Une première libération dans l’affaire de la flottille terrestre

Quatre militants pro-palestiniens arrêtés en Libye depuis près d’un mois ont retrouvé la liberté. Parmi eux figurent Domenico Centrone et Leonarda Alberizia, tous deux italiens, ainsi qu’Achraf Khoja, de nationalité tunisienne, et Matias Rodriguez, citoyen uruguayen possédant également la nationalité italienne. Le groupe Global Sumud Flotilla, qui coordonne l’initiative, a confirmé leur remise en liberté mercredi 24 juin. Les quatre hommes ont rejoint Tunis, tandis que Matias Rodriguez, Domenico Centrone et Leonarda Alberizia ont été confiés au consul d’Italie à Benghazi avant de regagner leur pays dans la journée, selon les déclarations du ministre italien des Affaires étrangères, Antonio Tajani.

Six militants toujours en détention

Dix personnes avaient été appréhendées fin mai par une milice liée aux forces autoproclamées de l’Armée nationale libyenne (ANL), dirigées par Khalifa Haftar. Ces militants tentaient de rallier la bande de Gaza par voie terrestre, en passant par la Libye et l’Égypte, afin de briser le siège imposé à l’enclave palestinienne. Selon Amnesty International, l’arrestation a eu lieu le 24 mai alors que le groupe se rendait à Syrte pour solliciter l’autorisation des autorités locales de poursuivre sa route. Les militants ont d’abord été soumis à une disparition forcée de deux à neuf jours avant d’être présentés à un procureur, qui les a placés en détention provisoire pour « rassemblement sans autorisation ». Le Global Sumud Flotilla a indiqué que les six autres détenus devraient être libérés sous vingt-quatre heures. Durant leur captivité, ils ont entamé une grève de la faim pour protester contre leurs conditions de détention.

Un contexte d’arrestations massives

Cette affaire s’inscrit dans un épisode plus large de répression des initiatives de solidarité avec Gaza.

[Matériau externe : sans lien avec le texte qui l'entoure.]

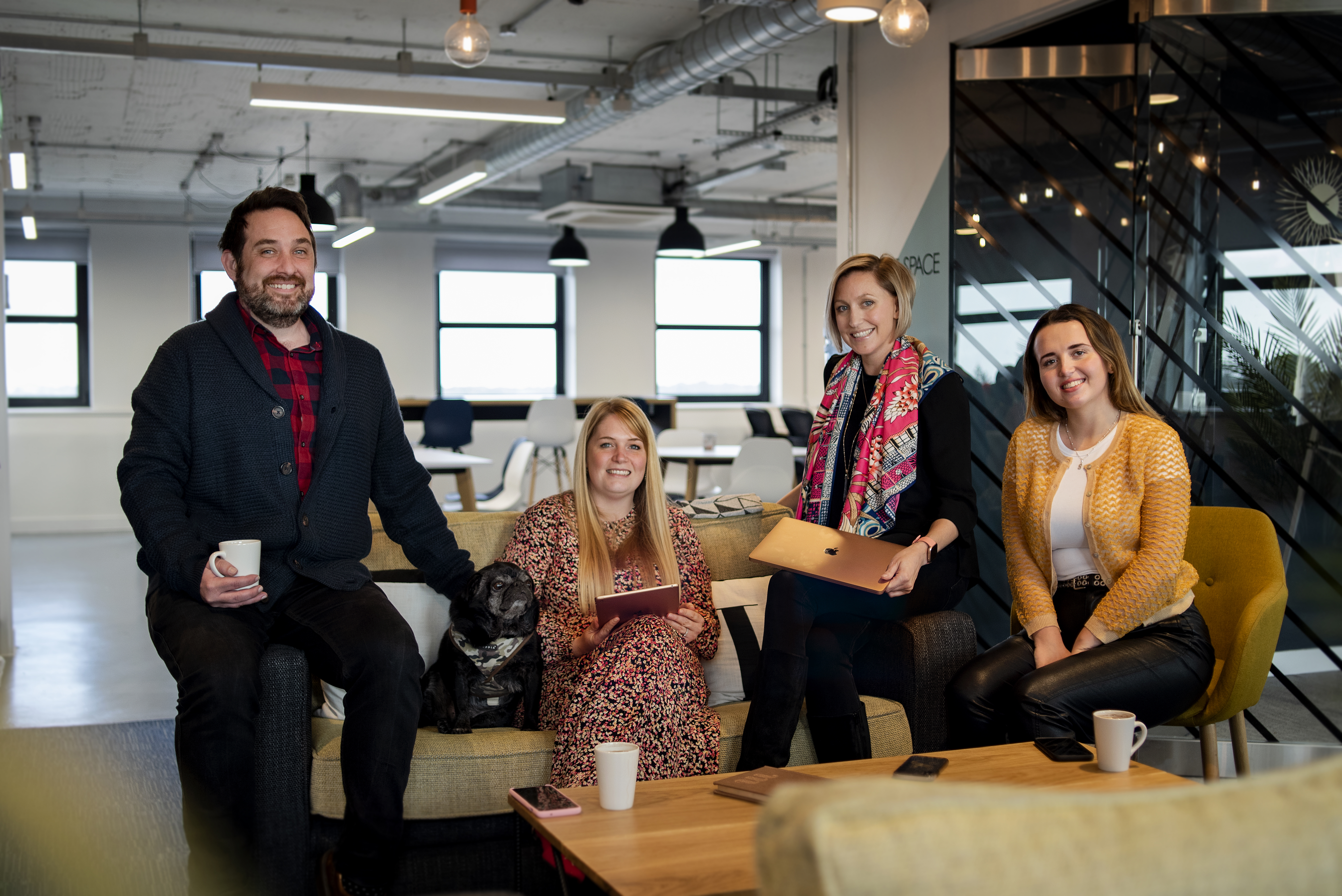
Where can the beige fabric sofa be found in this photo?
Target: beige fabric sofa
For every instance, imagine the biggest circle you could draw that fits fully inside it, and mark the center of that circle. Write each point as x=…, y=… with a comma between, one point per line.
x=1272, y=834
x=458, y=776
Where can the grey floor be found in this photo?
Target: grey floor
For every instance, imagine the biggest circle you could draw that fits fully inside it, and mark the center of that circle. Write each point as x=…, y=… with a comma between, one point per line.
x=84, y=655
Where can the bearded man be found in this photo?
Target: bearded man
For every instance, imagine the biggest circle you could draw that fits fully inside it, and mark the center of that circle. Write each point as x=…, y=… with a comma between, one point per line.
x=264, y=423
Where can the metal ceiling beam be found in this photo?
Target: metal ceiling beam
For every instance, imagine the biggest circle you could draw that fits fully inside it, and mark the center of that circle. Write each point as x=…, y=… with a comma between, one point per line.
x=304, y=61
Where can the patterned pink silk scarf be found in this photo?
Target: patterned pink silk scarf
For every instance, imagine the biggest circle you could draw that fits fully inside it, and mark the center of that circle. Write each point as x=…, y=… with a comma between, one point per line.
x=885, y=461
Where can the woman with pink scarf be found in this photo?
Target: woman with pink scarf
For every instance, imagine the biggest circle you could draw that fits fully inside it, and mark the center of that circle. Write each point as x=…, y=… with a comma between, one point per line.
x=889, y=459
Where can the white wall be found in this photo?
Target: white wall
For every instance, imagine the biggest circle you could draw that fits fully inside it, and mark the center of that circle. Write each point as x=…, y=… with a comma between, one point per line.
x=64, y=462
x=894, y=140
x=391, y=300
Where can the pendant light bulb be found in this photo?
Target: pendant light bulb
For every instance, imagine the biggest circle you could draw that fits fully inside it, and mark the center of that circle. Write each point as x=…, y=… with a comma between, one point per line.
x=468, y=42
x=904, y=22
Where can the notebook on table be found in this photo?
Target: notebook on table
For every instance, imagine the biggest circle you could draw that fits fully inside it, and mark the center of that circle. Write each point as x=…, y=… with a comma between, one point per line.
x=843, y=558
x=646, y=601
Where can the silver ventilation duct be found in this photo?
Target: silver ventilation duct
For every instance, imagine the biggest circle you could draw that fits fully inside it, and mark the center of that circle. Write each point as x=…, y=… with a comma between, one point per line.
x=720, y=48
x=351, y=196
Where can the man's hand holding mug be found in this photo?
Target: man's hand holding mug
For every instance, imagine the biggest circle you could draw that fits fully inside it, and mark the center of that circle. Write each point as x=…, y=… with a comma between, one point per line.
x=233, y=584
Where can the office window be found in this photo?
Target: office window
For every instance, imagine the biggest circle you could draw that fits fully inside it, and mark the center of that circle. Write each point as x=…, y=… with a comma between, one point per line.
x=46, y=334
x=488, y=320
x=213, y=286
x=713, y=329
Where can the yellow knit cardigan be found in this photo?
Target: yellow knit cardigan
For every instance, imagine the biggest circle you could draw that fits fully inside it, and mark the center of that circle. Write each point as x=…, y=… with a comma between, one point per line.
x=1136, y=517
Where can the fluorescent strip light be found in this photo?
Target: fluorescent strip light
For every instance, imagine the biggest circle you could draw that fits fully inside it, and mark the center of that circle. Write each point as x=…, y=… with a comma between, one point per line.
x=732, y=247
x=394, y=102
x=18, y=170
x=354, y=238
x=453, y=183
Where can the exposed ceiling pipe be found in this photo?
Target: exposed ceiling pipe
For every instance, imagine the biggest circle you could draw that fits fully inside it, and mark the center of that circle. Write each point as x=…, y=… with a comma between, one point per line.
x=717, y=49
x=351, y=195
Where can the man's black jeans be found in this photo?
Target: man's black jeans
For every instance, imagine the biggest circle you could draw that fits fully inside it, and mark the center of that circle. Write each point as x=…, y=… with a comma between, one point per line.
x=355, y=640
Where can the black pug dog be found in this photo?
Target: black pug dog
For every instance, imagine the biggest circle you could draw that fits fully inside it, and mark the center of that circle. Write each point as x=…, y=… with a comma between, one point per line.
x=489, y=658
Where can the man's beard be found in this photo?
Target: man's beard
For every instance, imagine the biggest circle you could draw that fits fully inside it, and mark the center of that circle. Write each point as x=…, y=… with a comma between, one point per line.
x=270, y=310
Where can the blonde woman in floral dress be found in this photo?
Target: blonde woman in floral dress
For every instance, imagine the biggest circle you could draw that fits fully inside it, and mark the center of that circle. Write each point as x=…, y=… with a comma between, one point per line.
x=638, y=681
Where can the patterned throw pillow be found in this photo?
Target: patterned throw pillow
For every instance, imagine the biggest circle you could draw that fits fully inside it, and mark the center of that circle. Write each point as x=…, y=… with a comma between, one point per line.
x=721, y=506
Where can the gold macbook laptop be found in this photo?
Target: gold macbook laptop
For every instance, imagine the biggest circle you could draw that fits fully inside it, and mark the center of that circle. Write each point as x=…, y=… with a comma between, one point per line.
x=843, y=558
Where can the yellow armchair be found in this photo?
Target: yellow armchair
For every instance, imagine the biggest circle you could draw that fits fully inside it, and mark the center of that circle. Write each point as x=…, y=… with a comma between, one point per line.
x=1242, y=595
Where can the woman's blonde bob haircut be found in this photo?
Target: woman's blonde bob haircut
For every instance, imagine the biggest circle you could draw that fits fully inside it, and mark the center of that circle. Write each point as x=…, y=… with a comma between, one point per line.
x=893, y=277
x=649, y=542
x=1105, y=340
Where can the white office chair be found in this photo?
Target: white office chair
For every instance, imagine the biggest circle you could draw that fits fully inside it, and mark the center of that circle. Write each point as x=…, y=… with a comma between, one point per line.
x=549, y=424
x=770, y=483
x=509, y=494
x=767, y=465
x=674, y=478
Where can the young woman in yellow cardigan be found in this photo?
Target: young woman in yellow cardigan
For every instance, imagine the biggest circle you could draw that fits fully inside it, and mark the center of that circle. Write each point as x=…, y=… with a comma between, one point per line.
x=1096, y=497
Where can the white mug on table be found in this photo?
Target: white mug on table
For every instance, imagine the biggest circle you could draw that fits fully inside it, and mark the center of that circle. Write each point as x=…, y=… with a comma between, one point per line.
x=1114, y=746
x=243, y=553
x=617, y=772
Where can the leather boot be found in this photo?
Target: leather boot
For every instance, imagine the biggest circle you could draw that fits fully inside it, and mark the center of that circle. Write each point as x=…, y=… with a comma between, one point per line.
x=775, y=710
x=841, y=738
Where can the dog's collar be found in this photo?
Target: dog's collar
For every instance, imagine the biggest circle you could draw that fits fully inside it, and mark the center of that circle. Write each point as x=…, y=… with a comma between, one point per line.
x=490, y=658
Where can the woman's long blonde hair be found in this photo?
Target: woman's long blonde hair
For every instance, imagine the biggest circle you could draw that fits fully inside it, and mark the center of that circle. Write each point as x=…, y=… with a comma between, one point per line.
x=650, y=541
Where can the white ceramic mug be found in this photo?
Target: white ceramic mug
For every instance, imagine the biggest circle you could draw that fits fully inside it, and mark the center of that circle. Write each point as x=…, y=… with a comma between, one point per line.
x=1114, y=746
x=617, y=770
x=243, y=553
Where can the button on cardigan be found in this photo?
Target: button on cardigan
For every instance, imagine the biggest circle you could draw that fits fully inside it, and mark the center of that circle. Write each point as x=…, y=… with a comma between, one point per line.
x=207, y=455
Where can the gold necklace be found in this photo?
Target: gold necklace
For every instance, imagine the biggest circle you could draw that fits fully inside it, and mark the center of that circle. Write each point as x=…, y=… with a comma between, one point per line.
x=1083, y=458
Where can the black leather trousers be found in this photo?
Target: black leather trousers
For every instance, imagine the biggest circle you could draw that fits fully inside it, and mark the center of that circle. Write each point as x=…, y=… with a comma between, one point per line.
x=1155, y=671
x=826, y=623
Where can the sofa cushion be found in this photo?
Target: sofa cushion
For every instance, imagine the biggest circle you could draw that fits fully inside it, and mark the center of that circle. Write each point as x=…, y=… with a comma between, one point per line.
x=727, y=541
x=1270, y=834
x=456, y=776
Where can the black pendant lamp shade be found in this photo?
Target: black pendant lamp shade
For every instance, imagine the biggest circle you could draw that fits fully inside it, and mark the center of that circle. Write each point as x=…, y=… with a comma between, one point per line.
x=568, y=251
x=319, y=210
x=681, y=241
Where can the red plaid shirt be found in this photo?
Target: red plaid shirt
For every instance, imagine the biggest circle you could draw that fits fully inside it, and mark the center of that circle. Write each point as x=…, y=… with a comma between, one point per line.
x=297, y=376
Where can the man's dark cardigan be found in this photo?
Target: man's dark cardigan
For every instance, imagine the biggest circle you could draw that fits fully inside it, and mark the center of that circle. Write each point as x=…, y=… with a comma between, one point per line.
x=210, y=444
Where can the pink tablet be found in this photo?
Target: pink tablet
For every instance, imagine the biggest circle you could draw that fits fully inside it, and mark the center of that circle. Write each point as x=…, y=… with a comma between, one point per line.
x=647, y=601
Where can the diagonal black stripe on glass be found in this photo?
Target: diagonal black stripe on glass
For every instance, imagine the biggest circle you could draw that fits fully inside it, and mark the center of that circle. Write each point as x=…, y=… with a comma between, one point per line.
x=1030, y=219
x=1247, y=136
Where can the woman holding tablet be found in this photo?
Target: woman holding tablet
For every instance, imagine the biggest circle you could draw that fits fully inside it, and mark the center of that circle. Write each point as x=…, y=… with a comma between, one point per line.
x=889, y=459
x=1096, y=496
x=639, y=682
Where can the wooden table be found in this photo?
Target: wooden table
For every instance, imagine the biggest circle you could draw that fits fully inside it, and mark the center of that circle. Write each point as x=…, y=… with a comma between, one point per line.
x=441, y=461
x=694, y=457
x=645, y=851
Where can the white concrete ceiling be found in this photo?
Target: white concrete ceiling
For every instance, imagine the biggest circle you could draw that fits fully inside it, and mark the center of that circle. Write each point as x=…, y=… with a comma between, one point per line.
x=159, y=113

En mai, plus de 400 militants avaient été interpellés en eaux internationales alors qu’ils naviguaient à bord de dizaines de navires vers l’enclave, dans le cadre de la « Global Sumud Flotilla » maritime. Ils ont été appréhendés par les forces israéliennes, qui ont dénoncé une violation du blocus. Des ressortissants français impliqués dans cette opération maritime, kidnappés en mer, ont déposé une nouvelle plainte en France, dénonçant des actes de torture et des crimes de guerre. Le Parquet national antiterroriste (Pnat) a déjà ouvert une enquête et procédé à des premières auditions.

Des plaintes pour mauvais traitements

Les militants français de la flottille maritime, après avoir relaté des mauvais traitements durant leur détention par Israël, ont annoncé le dépôt d’une nouvelle procédure judiciaire. Cette démarche intervient alors que les autorités italiennes ont également ouvert une enquête visant le ministre israélien Itamar Ben-Gvir pour des faits de violences présumées lors de l’interception. Les organisations de défense des droits humains, dont Amnesty International, ont appelé à la libération des détenus et à la fin des poursuites à leur encontre.

Réactions diplomatiques

La libération des trois Italiens a été saluée par le chef de la diplomatie italienne, Antonio Tajani, qui a remercié les autorités libyennes pour leur coopération. Le sort des six autres militants – de nationalités diverses – reste suspendu à leur remise en liberté imminente, sans que des précisions aient été fournies sur leur état de santé ou les modalités de leur élargissement.